He Refuses To Leave My House
I'm in a 2 month relationship with a Japanese guy and we're living together in my own house. He was well mannered, loving and understanding during the first month of our relationship. But I have observed he sometimes suddenly becomes so cold and distant, then loving the next day.
I tried to figure things out like having a talk about it and he became so sensitive or he feels like I'm putting the blame on him where I was just pointing out what he did was wrong or it hurts me especially if my feelings were ignored.
So I change my ways like I don't ask him lots of questions because I'm afraid he'll get mad.
Two weeks ago he broke up with me because he's too tired of explaining himself again and again so I got hurt and it felt like our relationship was really over. He was scary when he broke up with me like asking me questions by listing it down on his laptop. When my answers didn't meet his expectations he just said it's over.

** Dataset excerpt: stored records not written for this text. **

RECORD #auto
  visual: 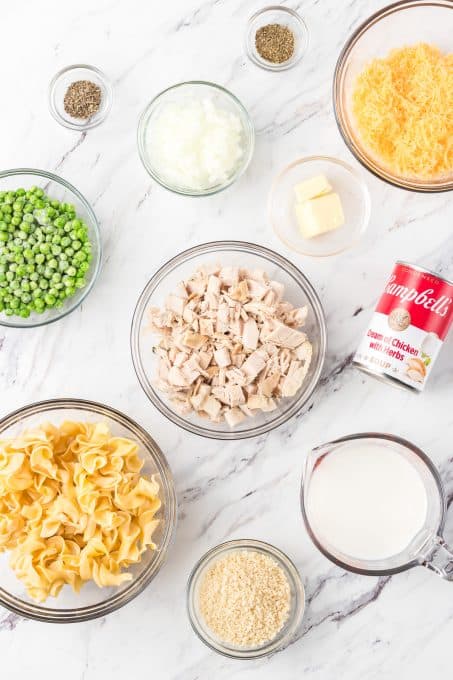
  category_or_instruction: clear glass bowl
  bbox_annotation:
[245,5,309,71]
[49,64,113,132]
[333,0,453,192]
[268,156,371,257]
[131,241,326,440]
[187,539,305,659]
[137,80,255,196]
[0,399,176,623]
[0,168,102,328]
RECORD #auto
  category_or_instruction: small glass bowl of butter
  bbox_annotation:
[268,156,370,257]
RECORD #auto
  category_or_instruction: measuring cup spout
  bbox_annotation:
[422,536,453,581]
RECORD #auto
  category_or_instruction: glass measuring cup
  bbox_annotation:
[301,432,453,581]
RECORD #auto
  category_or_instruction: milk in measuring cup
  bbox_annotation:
[306,440,428,560]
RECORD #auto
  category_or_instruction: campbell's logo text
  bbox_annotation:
[385,274,452,316]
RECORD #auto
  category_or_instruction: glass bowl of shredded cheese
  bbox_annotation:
[333,0,453,192]
[137,81,255,196]
[0,399,176,623]
[187,539,305,659]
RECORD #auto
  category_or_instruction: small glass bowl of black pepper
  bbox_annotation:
[49,64,113,132]
[245,5,309,71]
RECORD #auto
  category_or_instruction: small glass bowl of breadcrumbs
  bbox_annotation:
[49,64,113,132]
[187,539,305,659]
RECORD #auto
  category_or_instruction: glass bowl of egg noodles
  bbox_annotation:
[0,399,176,623]
[137,81,255,196]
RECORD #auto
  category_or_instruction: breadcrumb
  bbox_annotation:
[199,550,291,648]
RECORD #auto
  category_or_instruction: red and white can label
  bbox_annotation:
[354,262,453,391]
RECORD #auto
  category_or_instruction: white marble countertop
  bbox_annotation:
[0,0,453,680]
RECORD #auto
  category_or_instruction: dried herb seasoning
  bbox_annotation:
[63,80,102,119]
[255,24,294,64]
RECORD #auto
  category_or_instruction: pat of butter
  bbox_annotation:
[294,175,332,203]
[295,193,344,238]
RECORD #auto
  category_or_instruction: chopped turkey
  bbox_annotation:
[149,266,313,427]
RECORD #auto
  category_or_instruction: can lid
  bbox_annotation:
[396,260,453,286]
[352,362,421,394]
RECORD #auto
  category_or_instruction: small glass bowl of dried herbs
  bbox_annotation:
[245,5,308,71]
[49,64,113,132]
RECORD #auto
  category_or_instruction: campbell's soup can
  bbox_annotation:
[353,262,453,392]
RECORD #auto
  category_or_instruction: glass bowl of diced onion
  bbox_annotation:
[333,0,453,192]
[137,81,255,196]
[0,399,176,623]
[131,241,326,440]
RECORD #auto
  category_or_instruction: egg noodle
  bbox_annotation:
[0,421,161,602]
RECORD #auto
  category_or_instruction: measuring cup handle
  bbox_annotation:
[422,536,453,581]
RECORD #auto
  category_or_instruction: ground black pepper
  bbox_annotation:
[63,80,102,118]
[255,24,294,64]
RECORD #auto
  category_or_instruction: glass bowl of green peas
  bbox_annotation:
[0,168,101,328]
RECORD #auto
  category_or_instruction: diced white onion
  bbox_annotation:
[147,98,244,191]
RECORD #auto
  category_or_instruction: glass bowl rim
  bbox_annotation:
[137,80,255,198]
[186,538,307,660]
[332,0,453,193]
[0,397,177,623]
[244,5,310,73]
[299,432,447,576]
[48,64,113,132]
[267,156,371,259]
[0,168,102,329]
[130,240,327,441]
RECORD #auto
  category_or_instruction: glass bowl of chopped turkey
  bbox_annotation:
[131,241,326,440]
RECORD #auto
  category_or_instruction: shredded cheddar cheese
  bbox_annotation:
[352,43,453,179]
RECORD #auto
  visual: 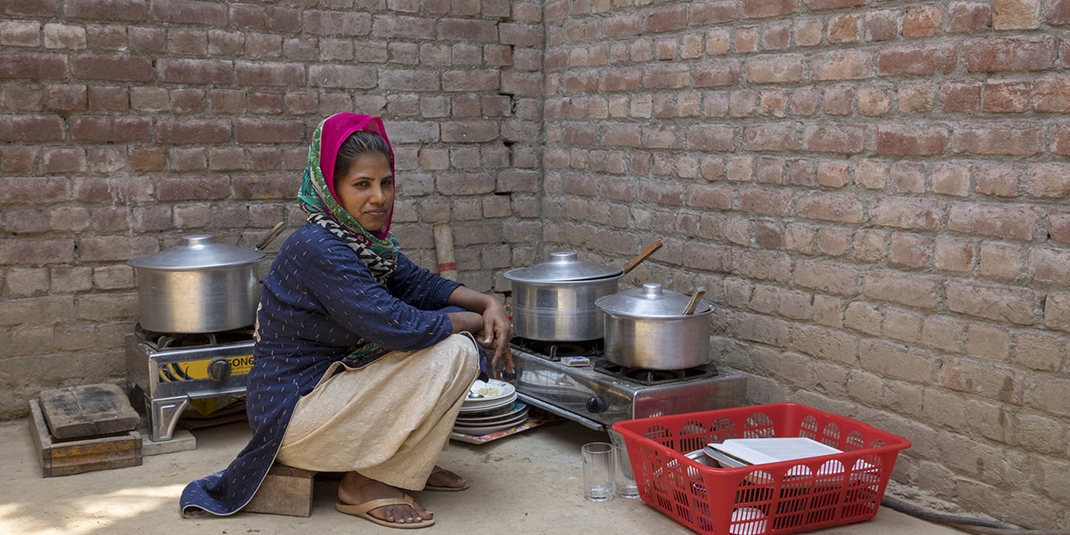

After two days I asked for full closure from him because that break up was uneasy for me. I asked him if he could properly break up with me with a non-condescending tone. But when I met him he asked for a second chance and he said he was so sorry for his actions. Some men can't express their feelings that much. I have to push him and help him to express himself. So I gave him a second chance but already with doubts.
But just this morning I asked him what's wrong because last night he was somewhat cold and trying to keep cool. He pushed me, real hard, and said "you go!"
He usually does that when I go somewhere even if I asked permission from him. Like he allowed me to go somewhere but always says, "You can go" and pushes me a little. It wasn't alarming. But today was different. I could really feel a full force from his push.
All my childhood memories came back where I was physically abused by my brother. I already told him about my past. I just remembered what my boyfriend did to me during our third day in relationship. He got irritated because I keep mentioning this bad Japanese word. He suddenly slapped my mouth, then said he was sorry and was just carried away with his emotions.
That past event and today get connected in my mind, like I feel not secure anymore. I feel like I don't know him anymore. He said he only got angry because I didn't asked permission that I have an appointment on the next day. But I really had told him about my plans, which all came so suddenly.
Now I asked to break up with him and asked him to move out of my house, but he won't.
My question is, do you think I'm in an abusive relationship?